United States Bankruptcy Appellate Panel of the Eighth Circuit

July 9, 2018

In re: Kent McDougall, doing business as Twin Creek Ranch, doing business as E&K Holdings; Erica M. McDougall Debtors
v.
Ag Country Farm Credit Services, PCA Defendant-Appellee Kent McDougall; Erica M. McDougall Plaintiffs Michael McDougall; Bonita McDougall Defendants - Appellants Erik Ahlgren Trustee

          Submitted: June 19, 2018

          Appeal from United States Bankruptcy Court for the District of North Dakota - Fargo

          Before SCHERMER, NAIL and DOW, Bankruptcy Judges.

          SCHERMER, BANKRUPTCY JUDGE

         Michael and Bonita McDougall (McDougalls) appeal the bankruptcy court's (1) judgment in favor of defendant AgCountry Farm Credit Services, PCA (AgCountry) in an adversary proceeding filed by Kent M. McDougall and Erica M. McDougall (Debtors); and (2) order denying a motion to alter or amend judgment.

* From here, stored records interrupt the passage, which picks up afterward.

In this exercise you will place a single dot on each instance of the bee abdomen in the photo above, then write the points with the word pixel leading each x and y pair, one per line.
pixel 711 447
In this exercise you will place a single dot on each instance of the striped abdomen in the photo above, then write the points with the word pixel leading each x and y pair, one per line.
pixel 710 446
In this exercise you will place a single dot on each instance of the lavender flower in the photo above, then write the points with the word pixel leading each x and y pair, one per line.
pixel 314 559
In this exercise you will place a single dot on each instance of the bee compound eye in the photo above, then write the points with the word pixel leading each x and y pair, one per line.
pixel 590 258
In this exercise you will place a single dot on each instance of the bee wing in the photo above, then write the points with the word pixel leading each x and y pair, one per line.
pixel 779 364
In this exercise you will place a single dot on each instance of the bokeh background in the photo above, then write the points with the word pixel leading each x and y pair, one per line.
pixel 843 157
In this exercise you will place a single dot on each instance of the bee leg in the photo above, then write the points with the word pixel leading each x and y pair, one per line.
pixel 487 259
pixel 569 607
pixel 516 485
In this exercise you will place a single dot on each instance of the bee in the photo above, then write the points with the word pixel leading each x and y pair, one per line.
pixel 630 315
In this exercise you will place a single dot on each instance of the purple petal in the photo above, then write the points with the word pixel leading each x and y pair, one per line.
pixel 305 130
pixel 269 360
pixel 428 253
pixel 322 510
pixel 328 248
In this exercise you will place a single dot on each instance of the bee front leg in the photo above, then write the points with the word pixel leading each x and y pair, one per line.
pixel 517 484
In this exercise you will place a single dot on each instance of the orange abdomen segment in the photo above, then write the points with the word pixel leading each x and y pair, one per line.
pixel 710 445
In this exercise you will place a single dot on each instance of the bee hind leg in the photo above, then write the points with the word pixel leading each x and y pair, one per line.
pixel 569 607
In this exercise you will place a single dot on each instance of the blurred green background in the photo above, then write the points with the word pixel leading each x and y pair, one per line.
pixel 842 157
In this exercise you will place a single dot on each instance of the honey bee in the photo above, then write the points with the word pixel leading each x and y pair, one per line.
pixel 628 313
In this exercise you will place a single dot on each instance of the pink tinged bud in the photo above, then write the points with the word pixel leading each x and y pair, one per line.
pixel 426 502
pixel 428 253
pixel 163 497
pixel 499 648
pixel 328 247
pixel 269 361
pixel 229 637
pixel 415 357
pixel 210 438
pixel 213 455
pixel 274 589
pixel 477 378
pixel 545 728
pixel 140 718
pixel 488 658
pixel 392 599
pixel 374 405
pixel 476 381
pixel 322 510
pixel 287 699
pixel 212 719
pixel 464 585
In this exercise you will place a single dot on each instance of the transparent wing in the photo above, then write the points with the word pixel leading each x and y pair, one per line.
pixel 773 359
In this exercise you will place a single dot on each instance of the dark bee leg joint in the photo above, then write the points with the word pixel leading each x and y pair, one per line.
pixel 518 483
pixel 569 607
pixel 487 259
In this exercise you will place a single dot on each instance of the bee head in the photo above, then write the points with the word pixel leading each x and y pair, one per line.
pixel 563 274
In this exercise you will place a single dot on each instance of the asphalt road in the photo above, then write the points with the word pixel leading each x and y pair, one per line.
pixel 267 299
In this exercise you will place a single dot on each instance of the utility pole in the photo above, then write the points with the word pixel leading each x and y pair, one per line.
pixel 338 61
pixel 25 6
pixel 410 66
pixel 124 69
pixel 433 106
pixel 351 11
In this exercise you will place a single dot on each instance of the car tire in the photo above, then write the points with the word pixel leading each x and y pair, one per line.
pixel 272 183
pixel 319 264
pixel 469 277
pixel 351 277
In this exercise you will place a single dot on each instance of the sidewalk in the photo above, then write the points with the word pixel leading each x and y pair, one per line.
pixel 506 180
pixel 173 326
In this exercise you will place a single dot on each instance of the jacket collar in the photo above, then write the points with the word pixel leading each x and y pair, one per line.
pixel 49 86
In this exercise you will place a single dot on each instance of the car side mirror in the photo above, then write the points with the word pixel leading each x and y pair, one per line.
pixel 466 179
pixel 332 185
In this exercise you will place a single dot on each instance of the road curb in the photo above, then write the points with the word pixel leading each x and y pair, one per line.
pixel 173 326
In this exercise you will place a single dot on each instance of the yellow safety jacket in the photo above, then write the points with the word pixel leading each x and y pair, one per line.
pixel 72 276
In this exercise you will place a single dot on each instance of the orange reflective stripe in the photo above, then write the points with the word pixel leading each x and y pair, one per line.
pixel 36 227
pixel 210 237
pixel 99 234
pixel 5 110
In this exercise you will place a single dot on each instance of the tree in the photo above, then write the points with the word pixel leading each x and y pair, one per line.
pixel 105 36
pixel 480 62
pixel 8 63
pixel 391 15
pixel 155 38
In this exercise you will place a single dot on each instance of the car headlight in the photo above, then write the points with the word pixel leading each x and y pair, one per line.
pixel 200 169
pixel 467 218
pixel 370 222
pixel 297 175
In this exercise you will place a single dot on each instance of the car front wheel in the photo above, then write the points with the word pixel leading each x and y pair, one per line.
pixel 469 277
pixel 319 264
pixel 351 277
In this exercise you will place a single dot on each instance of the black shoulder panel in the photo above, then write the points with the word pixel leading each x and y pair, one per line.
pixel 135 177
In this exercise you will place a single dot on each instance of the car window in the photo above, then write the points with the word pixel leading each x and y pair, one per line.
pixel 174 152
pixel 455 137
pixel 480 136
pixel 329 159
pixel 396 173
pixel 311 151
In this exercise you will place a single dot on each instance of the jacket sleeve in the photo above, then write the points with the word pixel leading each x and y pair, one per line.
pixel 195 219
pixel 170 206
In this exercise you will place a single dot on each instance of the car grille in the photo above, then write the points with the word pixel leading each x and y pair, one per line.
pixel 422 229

         The McDougalls have asked us to consider the validity of a lien of AgCountry on property owned by the McDougalls based on an argument of state law fraud. Before reaching that issue, we have an independent obligation to examine our jurisdiction and that of the bankruptcy court. Speciality Mills, Inc. v. Citizens State Bank, 51 F.3d 770, 773 (8th Cir. 1995). "When a lower federal court lacks jurisdiction, the appellate court has 'jurisdiction on appeal, not on the merits but merely for the purpose of correcting the error of the lower court in entertaining the suit.'" Sears v. U.S. Trustee (In re AFY, Inc.), 734 F.3d 810, 816 (8th Cir. 2013) (quoting Steel Co. v. Citizens for a Better Env't, 523 U.S. 83, 95 (1998) and United States v. Corrick, 298 U.S. 435, 440 (1936)). We review the issue of jurisdiction de novo. Speciality Mills, Inc., 51 F.3d at 773.

         Because we determine that the bankruptcy court did not have jurisdiction to determine the dispute pertaining to the McDougalls, we do not decide the merits of this appeal. We remand this matter to the bankruptcy court with instruction to dismiss the McDougalls' claim regarding the validity of AgCountry's lien against the Home Quarter (as defined as follows).

         BACKGROUND

         Facts about this matter were stated in our December 21, 2017 decision granting in part and denying in part AgCountry's motion to dismiss this appeal, some of which we repeat here. The Debtors are farmers and ranchers who purchased 880 acres of land under a contract for deed and lived on 160 acres within that parcel (Home Quarter). After the Debtors sold the Home Quarter to the McDougalls, the Debtors occupied that portion of their land rent-free.

         When the Debtors exhausted their lines of credit with a different lender, they borrowed money from AgCountry to pay their operating expenses. During the period of time from August 2014 to December 2015, the Debtors obtained almost $400, 000 from AgCountry under eight separate loans, two of which were secured.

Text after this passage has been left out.